After a class performance at a party in Hollywood, Burnett was stuffing cookies in her purse when a man approached her and asked if she wanted to be an actress. When she said yes, he offered her a thousand dollars to go to New York City if she promised to pay it back in a year and then do something nice for someone else if she got famous. Burnett was skeptical, but the man’s wife said he was sincere, and the next day he drew up a contract, and off Burnett went.

She got her first big break in television, acting in a sitcom with Buddy Hackett and on The Garry Moore Show (1959), but it was her appearance as Princess Winnifred in Once Upon a Mattress — the 1959 Broadway musical adaptation of Hans Christian Andersen’s “The Princess and the Pea” — that really got her noticed.

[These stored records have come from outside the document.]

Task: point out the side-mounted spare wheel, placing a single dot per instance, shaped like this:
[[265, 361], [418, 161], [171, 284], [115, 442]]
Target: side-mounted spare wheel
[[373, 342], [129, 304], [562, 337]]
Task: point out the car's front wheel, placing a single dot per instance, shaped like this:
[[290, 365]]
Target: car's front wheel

Burnett wrote about her childhood in the memoir One More Time (1986). Explaining her determination to succeed as an actress, she said: “There is something about being poor and having alcoholic parents that either poisons you or toughens you for life. I realized it was either sink or swim — get out, or be pulled down.”

At the end of every episode of The Carol Burnett Show, Burnett would tug on her left ear. That was a special sign to her grandmother Mabel that she loved her.

It’s the birthday of the geophysicist and seismologist Charles Richter, born in Overpeck, Ohio (1900). Richter devised the earthquake grading scale that bears his name.

He began as a research assistant to the scientist Beno Gutenberg at Caltech in the early 1930s. At the time, scientists in Southern California wanted to begin producing regular earthquake reports, which required a reliable way to talk about the phenomena. The existing “Mercalli scale” ranked earthquakes by public fear response and building damage — both of which were highly subjective. Richter and Gutenberg developed an absolute measure of earthquake intensity by recording real motion during a seismic event. The Richter scale is logarithmic, meaning that each number of magnitude is 10 times stronger than the last. These more precise measurements were important in preventing future deaths.

Richter became so engrossed in his work that he kept a seismograph machine in his living room and made himself available to answer earthquake questions 24/7. He also helped to develop new building codes for earthquake-prone neighborhoods. In the latter half of the 20th century, the Richter scale was replaced by the moment magnitude scale, which measures the size of earthquakes in terms of the energy released. Still, to the public, the Richter scale remains the most recognizable measurement.

There are around 500,000 earthquakes across the world every year, only 100 of which cause damage. Tectonic movement of just seven to eight inches is enough for a major earthquake. The largest recorded earthquake in the world happened in 1960 in Chile, a magnitude of 9.5 on the Richter scale.

Today is the anniversary of the Chernobyl disaster of 1986 in the USSR. A flawed reactor design and lax safety standards led to one of the largest nuclear disasters in history, resulting in the evacuation of over 100,000 residents living in and around Chernobyl. Only 300 people refused to move from the area surrounding the plant, now officially known as the “zone of alienation.” Twenty-eight people were killed within a week of the accident by acute radiation poisoning. Experts predict that the eventual death toll could reach 4,000 as cancer cases and other radiation-related illnesses come to light. Today, scientists study the effects of radiation on the local flora and fauna. In 2011, Chernobyl was officially declared a tourist attraction.